Yer almalıdır. Söz konusu izaha davet içeriğinde eksiklerin yer alması, hukuki belirlilik ve ön görülebilirlik haklarının tesisi için zorunludur. Bu hususlarda eksik yer alması halinde işlemin hukuka aykırı olduğunu söyleyebiliriz.
- İzahın Değerlendirilmesi
Mükellefin yaptığı açıklamaların komisyonca yeterli görülmesi halinde vergi incelemesi veya takdir komisyonuna sevk edilmeyeceği yönünde karar verilir.
İzahın yeterli olmadığı yönünde bir karar tesisi halinde ise beyanname verilmesi gerektiği yönünde mükellefe tebligat yapılır. Bu tebligat sonrasında eksik veya verilmemiş beyannameler tamamlanması, hataların düzeltilmesi ve gecikmiş vergi ödemelerinin zamları ile birlikte otuz gün içerisinde ödenmesi halinde süreç neticelenir.
Mükellefin vergi komisyonunca belirlenen tutardan ayrı bir şekilde işlem gerçekleştirmesi uygulamada karşılaşılan bir durumdur. Vergi doğuran olayın gerçekleştiği durumların ayrılarak, komisyonunun belirlediği tutardan daha az miktarda beyanname verilir ise mükellef vergi incelemesi veya takdir komisyonuna sevk edilir.
Söz konusu davete rağmen süresi içerisinde açıklama yapılmaması halinde ise komisyon tarafından belirlenen tutar yönünden vergi ziyaı tespit edilmiş kabul edilecektir. Beyanın verilmemesine rağmen komisyon tarafından tespit edilen tutar yönünde işlem yapılması halinde vergi ziyaına konu indirimler uygulama alanı bulacaktır.
- Başvurulacak Hukuki Yol
İzaha davet süreci, ancak ve ancak izahın reddi halinde dava konusu edilebilir. Sürecin tamamlanmaksızın açılacak davalar, ortada bir işlem olmadığı gerekçesi ile reddedilecektir. İzahın reddinin iptali yönünde açılacak dava işlemleri ek bir talebe gerek olmaksızın durduracaktır. Bu durma hali vergi tarhı yapılmasının önüne geçecek, mükellef bakımından yargılamanın bitimine kadar güvence sağlayacaktır.

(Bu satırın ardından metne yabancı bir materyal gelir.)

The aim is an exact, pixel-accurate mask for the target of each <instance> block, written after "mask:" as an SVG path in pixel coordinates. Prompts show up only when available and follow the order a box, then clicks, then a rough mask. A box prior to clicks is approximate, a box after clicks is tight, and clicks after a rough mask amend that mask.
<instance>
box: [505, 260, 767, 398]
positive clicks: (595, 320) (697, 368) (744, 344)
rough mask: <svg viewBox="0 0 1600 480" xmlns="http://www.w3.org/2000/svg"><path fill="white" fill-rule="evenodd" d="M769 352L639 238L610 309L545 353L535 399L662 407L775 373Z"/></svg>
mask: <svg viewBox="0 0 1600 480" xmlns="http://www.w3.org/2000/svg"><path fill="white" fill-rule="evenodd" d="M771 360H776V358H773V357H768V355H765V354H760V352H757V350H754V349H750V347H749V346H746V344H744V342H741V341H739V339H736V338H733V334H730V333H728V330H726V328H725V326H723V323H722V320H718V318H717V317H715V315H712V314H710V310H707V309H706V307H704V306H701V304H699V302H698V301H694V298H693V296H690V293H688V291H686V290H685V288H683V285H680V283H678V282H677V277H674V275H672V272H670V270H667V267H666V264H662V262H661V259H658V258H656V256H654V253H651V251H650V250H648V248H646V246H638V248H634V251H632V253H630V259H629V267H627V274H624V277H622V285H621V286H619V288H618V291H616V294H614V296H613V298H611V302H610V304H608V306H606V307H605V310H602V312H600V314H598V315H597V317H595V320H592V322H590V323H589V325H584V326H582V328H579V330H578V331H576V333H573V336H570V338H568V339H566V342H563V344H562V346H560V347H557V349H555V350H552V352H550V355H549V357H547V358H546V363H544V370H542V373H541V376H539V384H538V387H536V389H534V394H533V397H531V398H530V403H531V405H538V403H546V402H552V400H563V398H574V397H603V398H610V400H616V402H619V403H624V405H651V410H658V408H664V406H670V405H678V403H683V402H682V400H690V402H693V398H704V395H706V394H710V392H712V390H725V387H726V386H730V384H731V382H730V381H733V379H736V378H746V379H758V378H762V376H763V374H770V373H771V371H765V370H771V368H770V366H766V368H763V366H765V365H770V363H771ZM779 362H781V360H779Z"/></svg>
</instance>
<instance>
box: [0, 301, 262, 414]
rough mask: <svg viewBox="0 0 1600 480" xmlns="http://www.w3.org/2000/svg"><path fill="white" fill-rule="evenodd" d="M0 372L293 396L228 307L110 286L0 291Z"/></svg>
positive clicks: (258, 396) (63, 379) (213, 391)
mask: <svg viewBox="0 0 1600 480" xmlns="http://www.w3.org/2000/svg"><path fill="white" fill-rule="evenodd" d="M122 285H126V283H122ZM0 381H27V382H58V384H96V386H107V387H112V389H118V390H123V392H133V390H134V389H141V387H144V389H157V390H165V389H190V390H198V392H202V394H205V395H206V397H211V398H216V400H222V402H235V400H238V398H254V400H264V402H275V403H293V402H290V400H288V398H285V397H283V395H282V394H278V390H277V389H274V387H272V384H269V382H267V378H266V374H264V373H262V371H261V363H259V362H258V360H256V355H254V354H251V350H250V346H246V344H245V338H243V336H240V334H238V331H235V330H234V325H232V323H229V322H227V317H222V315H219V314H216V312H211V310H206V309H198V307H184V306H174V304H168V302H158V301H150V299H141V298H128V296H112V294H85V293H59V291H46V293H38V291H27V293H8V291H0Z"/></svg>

Dava açma süresi otuz gün olup, özel bir mazeret sunulmadığı sürece bu sürenin sonunda açılan davalar reddedilmektedir. İzaha davet komisyonun bulunduğu yer mahkemesi yetkili olup, burada vergi mahkemesi bulunmaması halinde Vergi Denetleme Kurulu’nun bulunduğu yer mahkemesi yetkilidir. Görevli mahkeme ise vergi mahkemesidir.